立ち返って静かにすれば(イザヤ書30章15節~18節)

0 はじめに

「静まる」ということはなかなか難しいです。私たちは,余裕ができると静まることができると思ってしまいます。しかし,神さまが,「立ち返って静かにすれば…」と語られたとき,イスラエルは,余裕のある状況ではありませんでした。神さまは,危機的な状況の中で,この御言葉を語られたのです。

1 試みのときこそ神さまを選択するチャンス

神さまがこの御言葉を語られたとき,イスラエルは,アッシリアに攻められ風前の灯火でした。イスラエルの民は,もはやエジプトと同盟を結ぶしかないと思っていました。そして,神さまに指示を仰がないで自分たちの状況判断で動いていきました。目に見えない神さまではなく,目に見える自分たちの計略,方針,他の力に頼ろうとしたのです。
そのような状況の中で,神さまは,「立ち返って落ち着いていれば、あなたがたは救われ、静かにして信頼すれば、あなたがたは力を得る。」(15節)と語られます。返るべきところに返って静まれば,あなた方は救われると言われるのです。
私たちの人生にも試みの時があります。そのとき,神さまに御心を求め神さまに頼るか,それとも自分の力や周りの力に頼るかという選択を迫られます。そのような時こそ,神さまに信頼することを選び取るチャンスです。
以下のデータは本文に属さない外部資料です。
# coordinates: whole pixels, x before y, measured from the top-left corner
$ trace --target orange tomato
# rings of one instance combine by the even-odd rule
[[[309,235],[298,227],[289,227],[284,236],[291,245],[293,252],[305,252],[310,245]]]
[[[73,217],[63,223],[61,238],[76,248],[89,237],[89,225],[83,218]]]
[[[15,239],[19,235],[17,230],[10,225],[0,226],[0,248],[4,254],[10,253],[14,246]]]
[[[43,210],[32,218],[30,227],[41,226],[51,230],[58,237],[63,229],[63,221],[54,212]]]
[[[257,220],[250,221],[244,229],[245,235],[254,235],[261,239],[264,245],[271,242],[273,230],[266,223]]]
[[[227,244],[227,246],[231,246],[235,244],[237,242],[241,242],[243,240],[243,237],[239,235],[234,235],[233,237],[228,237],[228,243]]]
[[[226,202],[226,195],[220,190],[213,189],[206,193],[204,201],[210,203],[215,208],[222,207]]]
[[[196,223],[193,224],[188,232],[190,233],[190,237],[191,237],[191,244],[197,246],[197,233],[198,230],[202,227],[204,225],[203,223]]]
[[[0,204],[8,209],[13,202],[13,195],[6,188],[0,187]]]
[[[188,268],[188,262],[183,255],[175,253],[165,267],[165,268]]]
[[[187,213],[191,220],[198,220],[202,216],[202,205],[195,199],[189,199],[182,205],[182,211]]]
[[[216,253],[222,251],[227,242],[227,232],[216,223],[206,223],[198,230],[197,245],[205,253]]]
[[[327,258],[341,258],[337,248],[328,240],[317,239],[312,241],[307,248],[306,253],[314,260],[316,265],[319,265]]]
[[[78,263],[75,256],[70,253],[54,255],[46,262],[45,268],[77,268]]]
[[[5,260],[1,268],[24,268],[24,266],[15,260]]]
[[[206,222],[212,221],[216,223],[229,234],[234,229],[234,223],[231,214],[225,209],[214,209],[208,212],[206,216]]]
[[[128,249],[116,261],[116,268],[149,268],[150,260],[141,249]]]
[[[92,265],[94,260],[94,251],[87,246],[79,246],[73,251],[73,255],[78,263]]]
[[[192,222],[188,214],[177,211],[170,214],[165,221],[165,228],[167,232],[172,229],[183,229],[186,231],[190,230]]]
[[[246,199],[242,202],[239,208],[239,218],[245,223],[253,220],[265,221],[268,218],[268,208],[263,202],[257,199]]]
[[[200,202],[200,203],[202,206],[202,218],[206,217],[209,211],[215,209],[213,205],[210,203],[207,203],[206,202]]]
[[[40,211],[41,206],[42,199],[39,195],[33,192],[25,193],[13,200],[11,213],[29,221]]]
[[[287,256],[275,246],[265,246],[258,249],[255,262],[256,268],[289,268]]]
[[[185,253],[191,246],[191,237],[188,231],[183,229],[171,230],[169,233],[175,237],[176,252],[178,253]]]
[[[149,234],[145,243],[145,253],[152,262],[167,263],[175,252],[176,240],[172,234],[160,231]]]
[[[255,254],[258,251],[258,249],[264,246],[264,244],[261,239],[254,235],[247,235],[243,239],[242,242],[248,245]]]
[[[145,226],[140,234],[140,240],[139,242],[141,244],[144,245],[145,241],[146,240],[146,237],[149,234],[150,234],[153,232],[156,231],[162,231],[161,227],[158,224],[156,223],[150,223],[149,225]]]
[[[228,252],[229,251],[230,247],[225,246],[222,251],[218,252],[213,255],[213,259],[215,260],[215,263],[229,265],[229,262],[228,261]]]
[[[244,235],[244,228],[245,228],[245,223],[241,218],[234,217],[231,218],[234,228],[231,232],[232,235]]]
2 神学校在学中の証~神さまに信頼する者に与えられる祝福

シンガポールにある神学校に在学中,経済的に行き詰まったとき,日本語を教えるというアルバイトを紹介されました。相手のご家族から,「アルバイト料は,いくらでもいいですよ」と言われたので,神学校の月謝が払える金額をお願いしました。ところが,神学校の校長から,「あなたは学生ビザできたので,定期的な収入を得ることは法律違反になります」と言われました。相手の方には「アルバイト料をもらっても誰も分からないよ」と言われます。心に葛藤がありました。神学校の月謝はどうなるだろうと思いました。しかし,神さまは,私に,「神さまに信頼しなさい」とおっしゃり,不思議な平安を与えてくださったので,アルバイト料をお断りしました。すると,神さまは,不思議な導きを与えてくださり,思いがけない形で月謝を払うことができました。

3 不信仰のイスラエルに恵みを与えようとする神さま

15節に「これを望まなかった」とあります。イスラエルの人々は国が滅びるかという危機の中で神さまに信頼し頼ることを望まないでエジプトに逃げました。その場所で,イスラエルの民は,エジプトが頼りにならないことを身にしみて知ります。
そのとき,神さまは,「それゆえ【主】は、あなたがたに恵みを与えようとして待ち、それゆえ、あわれみを与えようと立ち上がられる」(18節)と語られます。「それゆえ」とおっしゃいます。「にもかかわらず」ではありません。神さまは,私たちの弱さ,信仰の乏しさをご存じです。ときには神さまに信頼することができずに他のものに頼ったり逃げることをご存じです。私たちが神さまに信頼できないものであることをお分かりの上で,そのような者に恵みやあわれみを与えようとして待っておられます。私たちが弱い者だからこそ,恵み与えあわれもうとして立ち上がられるのです。

4 私たちを待っておられる神さま

私たちは,神さまの約束を信じ切れずに,痛い思いをすることがあります。神さまは,見捨てずに,そういう者だからこそあわれもうとされます。恵みを与えようとして待っておられます。神さまは,私たちに,「私が与えうとする救いや力を経験するために私に返ってきなさい。そして静まりなさい。落ちつきなさい。私はあなたが帰ってくるのをずっと待っている」と語っておられます。
静まりの中で,私たちは,この御言葉からどんなメッセージを聴くことができるでしょうか。私たちは,神さまがこの御言葉を通して今の自分に何を語りかけているかを静まって思い巡らせて聞いていきたいと思います。